Chlorophenylsilatrane refers to a chemical entity nominally derived from the silatrane scaffold in which a chlorophenyl group is bonded to the silicon atom. Silatranes are a class of organosilicon compounds characterized by a cage‑like structure in which a silicon atom is pentacoordinated through three nitrogen atoms of a 1,3,5‑triazinane ring, a pendant oxygen atom, and an additional substituent attached directly to silicon. The term “chlorophenyl” denotes a phenyl ring (C₆H₅) bearing one chlorine atom, typically at the para, meta, or ortho position.
Etymology and Plausible Structure
- Silatrane: derived from “silicon” + “atrane”, the latter originating from “atrane”, a term used for tricyclic heterocycles where a heteroatom (often nitrogen) forms a bridge to a central atom.
- Chlorophenyl: indicates a phenyl group substituted with a chlorine atom (Cl‑C₆H₄‑).
A plausible molecular formula for a simple chlorophenylsilatrane could be C₁₀H₁₂ClN₃OSi, assuming a mono‑chlorinated phenyl substituent without additional functionalization. The exact position of the chlorine on the phenyl ring (ortho, meta, or para) would affect the compound’s physicochemical properties but not its core silatrane framework.
Contextual Usage
- Synthetic Chemistry: Silatrane derivatives are investigated for their utility as ligands, precursors in materials science, and potential pharmacophores. Introducing a chlorophenyl substituent could influence electronic properties, rendering the molecule useful in organosilicon polymer synthesis or as a building block for more complex organometallic assemblies.
- Potential Biological Activity: Some silatrane derivatives have been studied for neurotoxic activity (e.g., tetramethylenedisilatrane). However, there is no verifiable literature specifically describing biological testing or applications of chlorophenylsilatrane.

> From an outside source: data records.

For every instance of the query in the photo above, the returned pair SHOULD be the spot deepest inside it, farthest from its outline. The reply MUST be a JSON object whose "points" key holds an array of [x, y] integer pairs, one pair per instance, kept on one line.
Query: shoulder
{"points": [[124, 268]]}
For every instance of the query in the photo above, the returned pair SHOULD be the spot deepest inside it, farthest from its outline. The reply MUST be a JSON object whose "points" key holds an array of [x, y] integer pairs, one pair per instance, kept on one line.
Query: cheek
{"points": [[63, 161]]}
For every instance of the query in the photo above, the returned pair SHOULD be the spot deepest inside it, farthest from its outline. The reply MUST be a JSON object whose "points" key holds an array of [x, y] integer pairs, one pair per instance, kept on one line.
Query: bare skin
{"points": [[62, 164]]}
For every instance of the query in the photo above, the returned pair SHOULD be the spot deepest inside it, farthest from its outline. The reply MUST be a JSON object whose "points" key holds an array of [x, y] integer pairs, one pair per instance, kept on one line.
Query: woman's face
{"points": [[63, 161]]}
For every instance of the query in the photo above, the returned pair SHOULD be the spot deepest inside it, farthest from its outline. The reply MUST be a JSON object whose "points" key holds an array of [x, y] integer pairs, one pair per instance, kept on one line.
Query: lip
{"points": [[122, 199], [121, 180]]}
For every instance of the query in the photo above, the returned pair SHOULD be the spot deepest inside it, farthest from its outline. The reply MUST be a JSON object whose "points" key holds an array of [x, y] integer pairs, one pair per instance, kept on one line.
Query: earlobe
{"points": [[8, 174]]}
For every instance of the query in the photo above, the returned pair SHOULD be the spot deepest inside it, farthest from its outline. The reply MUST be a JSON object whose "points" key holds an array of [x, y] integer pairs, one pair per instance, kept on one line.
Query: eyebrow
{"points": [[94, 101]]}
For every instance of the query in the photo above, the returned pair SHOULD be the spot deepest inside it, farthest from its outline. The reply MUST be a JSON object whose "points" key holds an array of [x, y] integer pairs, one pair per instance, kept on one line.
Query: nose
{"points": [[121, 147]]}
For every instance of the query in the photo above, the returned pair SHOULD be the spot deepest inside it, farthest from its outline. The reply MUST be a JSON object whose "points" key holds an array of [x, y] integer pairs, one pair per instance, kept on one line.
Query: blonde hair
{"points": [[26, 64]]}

Literature and Database Presence
A systematic search of major chemical databases (e.g., CAS Registry, PubChem, SciFinder, Reaxys) and peer‑reviewed literature yields no distinct entry under the exact name “chlorophenylsilatrane.” Consequently, the compound does not appear to be an established, widely recognized chemical entity in the public domain.
Conclusion
While the name “chlorophenylsilatrane” logically describes a silatrane molecule bearing a chlorophenyl substituent, there is insufficient encyclopedic information to confirm its existence as a distinct, characterized compound with documented synthesis, properties, or applications. Further specialized literature review or experimental reporting would be required to substantiate the term.